As perguntas e as colocações dos dois apresentadores não poderiam ser piores para o presidente. Não que tivessem eles inventado situações ou distorcido fatos. Apenas colocaram o morador do Alvorada, filmado com a biblioteca ao fundo, diante do espelho da verdade. O presidente perdeu visivelmente a calma, suou demais, seus olhos piscaram seguidamente, sua expressão demonstrou constrangimento e mal estar.
Quem criou esse clima? Foi a imprensa? Não. Foi o próprio presidente da República nomeando pessoas como José Dirceu e aceitando a proximidade de Delúbio Soares, Marcos Valério e Sílvio Pereira, um bando de desonestos. Aceitou a proximidade e a participação nos programas publicitários da campanha e do governo de um sonegador de impostos como Duda Mendonça, responsável por receber depósitos ilegais no exterior e evasão de divisas cambiais. Um devedor em alta escala do Imposto de Renda, que todos nós, contribuintes, temos que pagar. Os que trabalham neste País pagam em impostos mais de um terço do que recebem. Duda Mendonça não queria pagar nada. Como pode ser classificado?
Lula aceitou tudo isso. Vai se reeleger, acredito firmemente e as pesquisas revelam. Porém na entrevista de quinta-feira à noite sofreu as conseqüências de seu comportamento complacente para com um bando de tipos execráveis.
Eu digo sempre que o jornalismo não cria fatos, tampouco é esta a sua missão. O jornalismo reflete os acontecimentos e, com objetividade e clareza, no máximo ilumina o palco da luta e das contradições da política. Bonner e Fátima iluminaram o cenário. Não foram responsáveis pelo desempenho vacilante de Lula. O responsável pelo desempenho vacilante de Lula foi ele próprio.
Vale acentuar que Bonner e Fátima levaram o presidente a admitir, pela primeira vez, que afastou (demitiu) o deputado José Dirceu da chefia da Casa Civil. Aliás, Dirceu tornou-se, os acontecimentos provaram, o principal adversário de Lula no governo e fora dele. Transformou-se igualmente no principal fator de desgaste do PT, que culminou com o desabamento da legenda em todo o País.
Do incêndio, só se salvaram Lula e o senador Eduardo Suplicy. Por aí pode-se ter uma idéia nítida do que foi a explosão da sigla que chegou ao poder no impulso romântico da reforma, mas que trocou a esperança pelo temor de desagradar o poder econômico e, assim, de reformista passou a conservador. Igualou-se ao desastre social chamado FHC.

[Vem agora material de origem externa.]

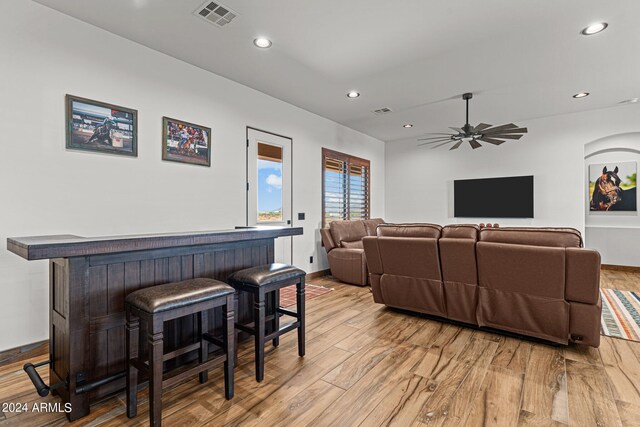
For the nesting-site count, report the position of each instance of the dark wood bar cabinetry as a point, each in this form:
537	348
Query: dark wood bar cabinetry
89	278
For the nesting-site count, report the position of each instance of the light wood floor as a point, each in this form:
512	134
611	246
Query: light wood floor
367	365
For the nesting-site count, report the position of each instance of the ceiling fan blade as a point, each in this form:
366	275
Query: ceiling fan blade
491	140
431	137
514	136
440	145
512	130
474	144
500	128
434	142
481	126
456	145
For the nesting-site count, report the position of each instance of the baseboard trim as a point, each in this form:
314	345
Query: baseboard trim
317	274
24	352
628	268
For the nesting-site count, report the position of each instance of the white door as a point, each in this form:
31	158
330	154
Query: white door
269	186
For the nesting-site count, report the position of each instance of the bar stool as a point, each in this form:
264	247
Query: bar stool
259	281
157	304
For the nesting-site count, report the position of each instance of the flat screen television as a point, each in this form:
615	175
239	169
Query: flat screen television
510	197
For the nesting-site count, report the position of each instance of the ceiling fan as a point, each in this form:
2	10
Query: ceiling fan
483	132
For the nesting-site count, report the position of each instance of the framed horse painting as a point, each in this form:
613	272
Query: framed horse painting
612	187
185	142
101	127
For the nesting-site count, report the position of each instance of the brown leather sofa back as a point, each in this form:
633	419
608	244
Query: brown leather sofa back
459	271
408	255
345	253
327	240
347	232
521	289
552	237
536	282
409	230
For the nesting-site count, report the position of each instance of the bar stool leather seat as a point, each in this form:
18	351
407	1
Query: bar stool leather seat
265	274
155	305
156	299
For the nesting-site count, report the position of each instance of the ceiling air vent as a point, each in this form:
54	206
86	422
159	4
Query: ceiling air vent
215	13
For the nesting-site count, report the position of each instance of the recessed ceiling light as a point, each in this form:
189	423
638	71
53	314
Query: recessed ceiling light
594	28
262	42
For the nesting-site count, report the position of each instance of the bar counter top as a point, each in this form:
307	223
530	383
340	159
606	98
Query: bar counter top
67	245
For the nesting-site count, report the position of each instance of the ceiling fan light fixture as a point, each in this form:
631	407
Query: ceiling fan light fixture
594	28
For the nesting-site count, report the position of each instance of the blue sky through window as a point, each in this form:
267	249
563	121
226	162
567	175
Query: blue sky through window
269	186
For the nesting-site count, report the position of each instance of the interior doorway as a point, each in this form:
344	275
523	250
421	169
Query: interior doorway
269	186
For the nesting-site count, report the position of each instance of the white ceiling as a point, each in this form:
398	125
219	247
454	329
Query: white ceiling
522	59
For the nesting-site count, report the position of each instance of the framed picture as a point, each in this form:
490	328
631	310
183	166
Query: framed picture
101	127
185	142
612	187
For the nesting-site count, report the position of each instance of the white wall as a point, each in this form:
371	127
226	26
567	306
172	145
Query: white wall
419	180
615	234
46	189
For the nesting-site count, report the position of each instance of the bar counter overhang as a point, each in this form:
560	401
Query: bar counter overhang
89	278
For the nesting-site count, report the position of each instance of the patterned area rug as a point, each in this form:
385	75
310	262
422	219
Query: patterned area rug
288	294
620	314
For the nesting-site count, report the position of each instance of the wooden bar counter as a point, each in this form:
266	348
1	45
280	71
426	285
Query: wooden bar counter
89	278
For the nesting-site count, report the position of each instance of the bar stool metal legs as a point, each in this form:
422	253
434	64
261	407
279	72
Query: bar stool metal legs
300	307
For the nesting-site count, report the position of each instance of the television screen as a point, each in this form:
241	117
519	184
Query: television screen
510	197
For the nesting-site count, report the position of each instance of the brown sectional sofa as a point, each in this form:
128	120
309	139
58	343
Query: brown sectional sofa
343	242
531	281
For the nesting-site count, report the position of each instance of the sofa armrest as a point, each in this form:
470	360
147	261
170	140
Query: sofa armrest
327	240
583	275
348	265
372	252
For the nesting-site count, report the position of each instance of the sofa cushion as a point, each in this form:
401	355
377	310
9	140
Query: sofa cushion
461	231
370	225
347	231
353	245
553	237
409	230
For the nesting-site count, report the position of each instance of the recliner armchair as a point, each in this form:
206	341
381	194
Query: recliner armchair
343	243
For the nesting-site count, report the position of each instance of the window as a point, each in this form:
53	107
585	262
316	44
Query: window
345	187
269	182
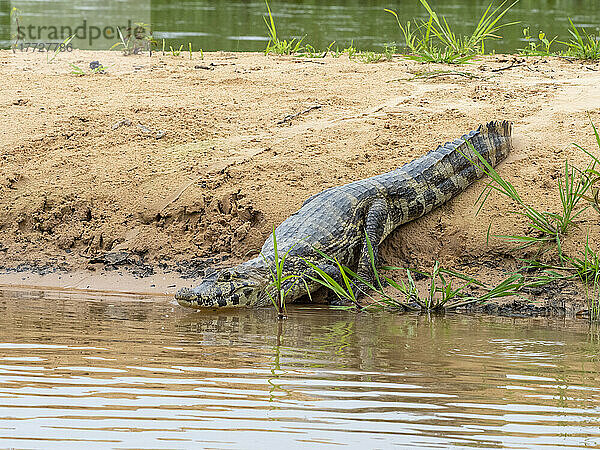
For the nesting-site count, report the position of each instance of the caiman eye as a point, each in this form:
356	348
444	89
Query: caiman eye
225	276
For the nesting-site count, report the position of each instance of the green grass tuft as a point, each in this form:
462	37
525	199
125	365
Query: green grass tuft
582	45
434	40
276	45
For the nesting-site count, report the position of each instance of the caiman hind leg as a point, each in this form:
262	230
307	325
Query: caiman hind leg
377	216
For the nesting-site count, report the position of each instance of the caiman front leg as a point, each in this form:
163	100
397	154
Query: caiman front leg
377	216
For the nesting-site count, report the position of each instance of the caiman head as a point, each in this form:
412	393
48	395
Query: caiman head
237	286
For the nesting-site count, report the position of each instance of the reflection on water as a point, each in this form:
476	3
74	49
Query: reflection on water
144	373
238	24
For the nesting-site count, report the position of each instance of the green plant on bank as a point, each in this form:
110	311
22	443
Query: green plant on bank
547	227
281	283
76	70
539	47
351	51
276	45
369	57
389	51
442	293
594	173
58	49
582	45
574	186
434	40
310	52
137	39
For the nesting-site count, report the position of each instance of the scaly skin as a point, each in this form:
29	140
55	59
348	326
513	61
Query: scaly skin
335	221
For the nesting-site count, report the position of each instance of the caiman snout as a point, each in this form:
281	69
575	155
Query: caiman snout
224	288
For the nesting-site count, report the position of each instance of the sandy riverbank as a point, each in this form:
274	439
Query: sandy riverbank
171	164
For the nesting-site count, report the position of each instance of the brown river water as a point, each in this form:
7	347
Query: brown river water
102	371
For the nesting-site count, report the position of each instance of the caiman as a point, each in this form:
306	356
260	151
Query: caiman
336	221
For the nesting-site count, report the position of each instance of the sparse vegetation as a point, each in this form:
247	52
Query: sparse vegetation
549	228
537	47
136	40
280	283
446	290
276	45
435	40
582	45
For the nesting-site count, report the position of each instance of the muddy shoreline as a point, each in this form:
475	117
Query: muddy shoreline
163	166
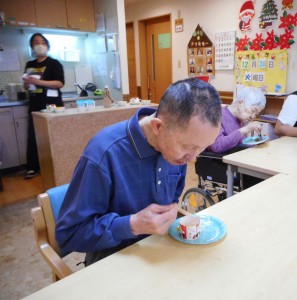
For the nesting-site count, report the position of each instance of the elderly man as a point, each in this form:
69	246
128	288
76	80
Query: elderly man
129	178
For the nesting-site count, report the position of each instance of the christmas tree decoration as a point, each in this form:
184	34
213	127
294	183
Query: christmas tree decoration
288	21
287	4
263	69
246	14
199	39
269	13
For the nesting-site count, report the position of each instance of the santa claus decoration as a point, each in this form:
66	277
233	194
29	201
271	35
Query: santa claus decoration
247	12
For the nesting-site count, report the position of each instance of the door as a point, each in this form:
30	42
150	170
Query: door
131	60
158	57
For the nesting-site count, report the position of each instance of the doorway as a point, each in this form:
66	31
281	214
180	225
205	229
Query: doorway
155	57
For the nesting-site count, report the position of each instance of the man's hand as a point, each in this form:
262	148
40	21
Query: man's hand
154	219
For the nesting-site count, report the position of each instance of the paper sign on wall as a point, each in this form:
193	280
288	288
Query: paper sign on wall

O mensalão e o escândalo das ambulâncias sucederam as privatizações-doações, a que Helio Fernandes sempre se refere nesta TRIBUNA DA IMPRENSA, marca registrada da desadministração de Fernando Henrique Cardoso.
As marcas deixadas no rastro de FHC, entretanto, estão sendo mais fortes que a corrupção de Dirceu, Delúbio, Marcos Valério, Duda Mendonça, Sílvio Pereira, José Genoino. Tanto assim que pesquisa do Ibope divulgada nos jornais de sexta-feira confirma os números do Datafolha e aponta crescimento da candidatura do presidente Lula: 46 contra 21 de Alckmin e 12 pontos de Heloísa Helena. Os indecisos e os que dizem hoje que anularão o voto amanhã são 19 por cento.
Este número é importante. Se compararmos com os da pesquisa para governador do RJ, vamos ver que, no Estado, este índice é de 28 por cento, muito maior. Portanto, a pesquisa nacional está mais fechada que a estadual. Sérgio Cabral lidera amplamente no Rio e estará no segundo turno. Pode ser até que vença no primeiro. Mas isto ainda não está nítido. Nítida é a vitória de Lula, um fenômeno eleitoral. Nos próximos dias, comentaremos este ângulo da questão.